Source: U.S. Commerce Department

Source: U.S. Commerce Department

E-commerce is nothing new, but it continues rising to new heights. Smart trucking companies are realizing it’s the next area with a huge growth potential, especially when the overall economy is growing at a moderate rate at best.

Weak areas for trucking right now are manufacturing, energy and intermodal:

  • Manufacturing began to take it on the chin last year, with recent reports showing the sector being weak.
  • Then there has been the collapse in energy prices, hitting trucking operations involved in oilfield operations.
  • The intermodal business is down from multi-year highs set in 2014, because of excess capacity in the marketplace, which has meant lower rates due to less freight demand in the sector.

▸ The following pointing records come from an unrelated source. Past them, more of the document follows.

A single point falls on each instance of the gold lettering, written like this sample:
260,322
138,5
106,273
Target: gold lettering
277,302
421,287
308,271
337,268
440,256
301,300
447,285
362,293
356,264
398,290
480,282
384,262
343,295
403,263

Then there is the nation’s overall economic situation. Not bad, especially when you contrast it to the deep dark days of the Great Recession. In fact, the current expansion is one of the longer economic recoveries in U.S. history. But the pace of growth is not as fast as many would like. In the final quarter of last year, the gross domestic product increased at an annual rate of just 1%, down from 2% in the third quarter. Actual numbers for the first quarter aren’t due out until late April, and predictions at press time were all over the map.

So why is e-commerce the bright spot in all this? E-commerce sales in the U.S. last year were an estimated $341.7 billion, 14.6% higher than in 2014, says the Commerce Department. Compare that to total retail sales growth last year, which improved just 1.4%. E-commerce accounted 7.3% of retail sales in 2015, up from 6.4% the year before.

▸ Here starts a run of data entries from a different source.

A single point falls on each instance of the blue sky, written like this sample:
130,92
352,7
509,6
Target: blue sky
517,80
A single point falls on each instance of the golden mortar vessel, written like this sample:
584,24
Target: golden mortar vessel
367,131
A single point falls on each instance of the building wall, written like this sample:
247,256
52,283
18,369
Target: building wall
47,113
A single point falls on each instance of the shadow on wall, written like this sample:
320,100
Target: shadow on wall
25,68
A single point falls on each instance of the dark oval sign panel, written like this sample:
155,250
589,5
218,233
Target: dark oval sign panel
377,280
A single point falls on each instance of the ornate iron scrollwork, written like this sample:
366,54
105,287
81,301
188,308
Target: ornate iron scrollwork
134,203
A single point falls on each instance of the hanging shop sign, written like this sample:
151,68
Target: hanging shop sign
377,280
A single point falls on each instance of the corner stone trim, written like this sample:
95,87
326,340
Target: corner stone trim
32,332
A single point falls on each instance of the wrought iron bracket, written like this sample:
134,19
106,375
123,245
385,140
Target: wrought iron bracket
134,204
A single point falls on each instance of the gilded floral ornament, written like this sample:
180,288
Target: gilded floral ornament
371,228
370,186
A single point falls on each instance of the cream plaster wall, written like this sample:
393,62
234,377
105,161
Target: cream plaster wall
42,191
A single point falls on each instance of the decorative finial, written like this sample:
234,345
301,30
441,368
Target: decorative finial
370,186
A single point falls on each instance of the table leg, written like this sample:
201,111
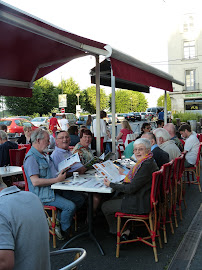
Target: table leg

In other words, while traditional retail sales are improving a little, e-commerce is increasing a lot – and some carriers are banking on it for the future.

Take XPO Logistics, for instance, which purchased Con-way here in the U.S. and Norbert Dentressangle in Europe.

In a conference call with investors in February, CEO Bradley Jacobs noted that, “One bright spot in the economy is the demand for heavy goods. Consumer spending on big-ticket items has been growing at a good pace. This is especially true for Internet purchases.”

Such growth, he said, allowed the company to sign nearly 60 new contracts worth $118 million in annual sales.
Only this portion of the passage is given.